A finire indagato nell’inchiesta Ultra è anche l’attuale primo cittadino di Barrafranca Fabio Accardi, accusato di corruzione aggravata dall’avere favorito Cosa nostra per l’appalto dei rifiuti. La politica per Bevilacqua è sempre stata un cruccio. Lo ricorda ai familiari un mese dopo la scarcerazione durante un pranzo conviviale: “Io sono creditore morale – si legge nelle intercettazioni dell’inchiesta – di tanti potenti che reggono la provincia. Io so e loro sanno… il mio silenzio è stato un beneficio per costoro”. Tra gli aneddoti del passato di Bevilacqua ce n’è uno, inserito in una vecchia indagine, risalente al 19 dicembre 2001. Giorno in cui, all’interno dell’hotel Garden di Enna, gli investigatori intercettano un incontro tra il boss e l’allora vicepresidente dell’Assemblea regionale siciliana Mirello Crisafulli. Il politico più potente della provincia – sarà poi eletto parlamentare e senatore – e il boss democristiano insieme per parlare di appalti e politica. Bevilacqua sembrava interessato ad alcune gare d’appalto. “Fatti i cazzi tuoi”, aveva risposto il politico. La procura di Caltanissetta indagò Crisafulli per concorso esterno ma, alla fine, il fascicolo venne archiviato.

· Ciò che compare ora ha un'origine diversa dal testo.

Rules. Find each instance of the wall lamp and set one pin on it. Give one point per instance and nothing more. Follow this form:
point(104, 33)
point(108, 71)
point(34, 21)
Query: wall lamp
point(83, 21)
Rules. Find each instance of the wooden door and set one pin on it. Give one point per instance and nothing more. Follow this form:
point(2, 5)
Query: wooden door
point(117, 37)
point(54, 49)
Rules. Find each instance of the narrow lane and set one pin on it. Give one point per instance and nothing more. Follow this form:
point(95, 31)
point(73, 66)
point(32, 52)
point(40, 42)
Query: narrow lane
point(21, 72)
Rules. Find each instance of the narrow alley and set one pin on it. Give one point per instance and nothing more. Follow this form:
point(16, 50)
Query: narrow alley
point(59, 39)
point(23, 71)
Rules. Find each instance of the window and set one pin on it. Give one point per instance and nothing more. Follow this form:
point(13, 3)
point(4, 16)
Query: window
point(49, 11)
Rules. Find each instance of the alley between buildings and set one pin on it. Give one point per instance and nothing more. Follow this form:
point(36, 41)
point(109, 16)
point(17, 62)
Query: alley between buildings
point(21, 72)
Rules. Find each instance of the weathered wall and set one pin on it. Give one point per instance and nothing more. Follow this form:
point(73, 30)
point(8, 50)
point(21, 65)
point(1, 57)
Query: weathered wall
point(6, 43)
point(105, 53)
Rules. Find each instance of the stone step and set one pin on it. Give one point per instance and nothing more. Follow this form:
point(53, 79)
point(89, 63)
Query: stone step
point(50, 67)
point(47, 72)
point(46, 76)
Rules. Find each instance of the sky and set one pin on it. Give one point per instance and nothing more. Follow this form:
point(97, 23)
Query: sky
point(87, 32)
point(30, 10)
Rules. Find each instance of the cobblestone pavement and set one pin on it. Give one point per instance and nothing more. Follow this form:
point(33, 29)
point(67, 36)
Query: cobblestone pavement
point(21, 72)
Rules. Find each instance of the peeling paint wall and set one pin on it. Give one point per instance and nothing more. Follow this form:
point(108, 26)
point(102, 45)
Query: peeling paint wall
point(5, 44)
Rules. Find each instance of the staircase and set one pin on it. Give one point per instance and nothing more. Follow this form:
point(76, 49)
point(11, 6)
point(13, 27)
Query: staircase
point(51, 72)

Nell’inchiesta Ultra l’ex senatore non è coinvolto ma il suo soprannome – Cappiddazzu – compare durante un dialogo tra Bevilacqua e la moglie, occasione in cui l’avvocato racconta di avere dato un messaggio al figlio da consegnare a Giovanni Barrile, ex segretario Pd dell’ennesse: “Gli dici – racconta Bevilacqua – “Signor Giovanni, mi manda mio padre”, fidati, “confida in lei che…vede di farmi assumere…io lo so come funziona la politica, mio padre mi ha spiegato, passa questo a Cappiddazzu, lei gli dica a Cappiddazzu che è un problema suo. Perché Cappiddazzu con mio padre ultimamente ha avuto dei problemi… però… Cappiddazzu dovrebbe essere per tutta la vita debitore nei confronti di mio padre perché è stato uomo! Si è fatto la galera”. Il dialogo prosegue ma gli investigatori hanno omissato il resto.